Verzeihen Sie den PHP-Code - ich habe ihn von woanders geklaut, also könnte er wahrscheinlich einen ganzen Haufen sauber machen. Es fügt nur die IP-Adresse des Systems hinzu, das auf die Datei /etc/hosts.allow.temporary-sshd-access zugreift, die von sshd (aufgrund seiner Aufnahme durch /etc/hosts.allow) zur Verbindungszeit gelesen wird .
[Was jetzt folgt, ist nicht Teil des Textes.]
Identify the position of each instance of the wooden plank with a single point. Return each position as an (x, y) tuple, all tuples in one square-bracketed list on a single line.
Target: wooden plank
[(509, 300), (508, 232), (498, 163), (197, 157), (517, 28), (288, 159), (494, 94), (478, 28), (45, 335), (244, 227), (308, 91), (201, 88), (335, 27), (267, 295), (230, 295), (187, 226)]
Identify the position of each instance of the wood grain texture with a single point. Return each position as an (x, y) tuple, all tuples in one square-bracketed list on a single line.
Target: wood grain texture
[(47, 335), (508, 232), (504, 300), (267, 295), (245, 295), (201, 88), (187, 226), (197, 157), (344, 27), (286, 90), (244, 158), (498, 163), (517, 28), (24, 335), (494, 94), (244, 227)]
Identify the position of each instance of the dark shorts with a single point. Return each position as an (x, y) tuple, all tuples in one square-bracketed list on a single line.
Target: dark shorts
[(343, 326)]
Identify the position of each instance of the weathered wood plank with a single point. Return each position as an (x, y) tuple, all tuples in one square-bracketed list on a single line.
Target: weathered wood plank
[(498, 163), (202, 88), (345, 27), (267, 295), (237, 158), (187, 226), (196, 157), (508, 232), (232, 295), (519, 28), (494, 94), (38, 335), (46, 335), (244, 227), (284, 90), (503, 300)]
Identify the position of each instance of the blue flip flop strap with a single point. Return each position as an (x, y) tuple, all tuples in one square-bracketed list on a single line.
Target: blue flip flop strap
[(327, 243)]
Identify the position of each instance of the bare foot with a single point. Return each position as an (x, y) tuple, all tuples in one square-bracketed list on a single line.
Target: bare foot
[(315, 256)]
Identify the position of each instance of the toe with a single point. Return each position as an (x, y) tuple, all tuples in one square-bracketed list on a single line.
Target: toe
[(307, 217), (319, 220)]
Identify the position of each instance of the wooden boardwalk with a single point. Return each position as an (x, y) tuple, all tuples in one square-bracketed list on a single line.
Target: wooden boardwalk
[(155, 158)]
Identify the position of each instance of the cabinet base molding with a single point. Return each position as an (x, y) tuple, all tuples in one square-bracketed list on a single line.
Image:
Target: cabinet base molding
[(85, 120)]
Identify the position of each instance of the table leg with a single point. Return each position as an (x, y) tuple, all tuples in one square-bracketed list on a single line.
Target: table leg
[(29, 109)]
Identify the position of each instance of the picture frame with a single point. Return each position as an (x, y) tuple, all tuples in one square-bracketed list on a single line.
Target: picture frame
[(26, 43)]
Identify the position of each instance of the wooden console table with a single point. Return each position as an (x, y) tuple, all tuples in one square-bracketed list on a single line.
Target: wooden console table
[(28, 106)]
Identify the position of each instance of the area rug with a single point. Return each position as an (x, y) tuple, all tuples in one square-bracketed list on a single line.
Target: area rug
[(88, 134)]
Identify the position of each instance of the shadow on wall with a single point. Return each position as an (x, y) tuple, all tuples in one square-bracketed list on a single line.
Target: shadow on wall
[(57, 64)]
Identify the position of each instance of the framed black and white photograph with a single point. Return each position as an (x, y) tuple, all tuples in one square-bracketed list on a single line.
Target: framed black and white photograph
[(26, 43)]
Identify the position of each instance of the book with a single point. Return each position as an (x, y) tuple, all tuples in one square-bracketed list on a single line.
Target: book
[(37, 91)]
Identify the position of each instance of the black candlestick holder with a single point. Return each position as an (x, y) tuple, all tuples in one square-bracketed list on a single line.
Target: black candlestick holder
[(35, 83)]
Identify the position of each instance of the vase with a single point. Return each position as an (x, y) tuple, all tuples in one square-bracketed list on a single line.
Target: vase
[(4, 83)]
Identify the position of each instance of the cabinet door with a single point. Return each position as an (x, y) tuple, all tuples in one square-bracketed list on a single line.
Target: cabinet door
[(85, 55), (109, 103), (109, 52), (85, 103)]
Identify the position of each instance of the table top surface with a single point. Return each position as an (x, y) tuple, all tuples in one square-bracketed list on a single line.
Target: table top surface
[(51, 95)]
Wenn Sie jetzt an einem beliebigen System im Web arbeiten und SSH an dieses System senden möchten, verwenden Sie zuerst einen Webbrowser und klicken Sie auf diese Datei (oder verwenden Sie wget oder equivilent):

$ wget http://your.system.name/my-sshd-access.php

Jetzt sollten Sie in der Lage sein, in Ihr System einzusteigen. Wenn Sie sich an einer Stelle befinden, von der aus Sie wahrscheinlich häufig ssh-in sind, wäre es trivial, den Inhalt der Datei /etc/hosts.allow.temporary-sshd-access zu lesen und die IP-Adresse dauerhaft zu / etc / hosts hinzuzufügen. ermöglichen.


15
2018-06-02 17:07



Um dies sicherer zu machen, führen Sie diese Seite unter https aus. - Robert Munteanu
Wenn Sie das Skript so ändern, dass es den Inhalt der Datei "Erlaubte temporäre IP-Adresse" nicht ausgibt, gibt es nichts, was ein potenzieller Sniffer ausspionieren könnte. Dann können Sie es auf http anstelle von https ausführen. - Barry Brown
Die "erlaubte temporäre IP-Adresse" ist immer die des Anforderers (deins). Ich denke nicht, dass es auf die eine oder andere Weise wichtig ist. Https bedeutet, dass die angeforderte URL verschlüsselt ist, was bedeutet, dass es nicht trivial ist, sie von der Leitung zu schnüffeln. - David Mackintosh
Dies funktioniert nicht, wenn Sie sich in einem Netzwerk befinden, das HTTP-Verbindungen bereitstellt, aber Ihre direkte Verbindung zum Internet über einen anderen Ausgang besteht. - Andrew Taylor
OpenSSH 6.7 fällt ab tcpwrappers Unterstützung, was in deiner Antwort verwendet wird. - Zoredache


Vielleicht möchten Sie sich das ansehen denyhosts auch.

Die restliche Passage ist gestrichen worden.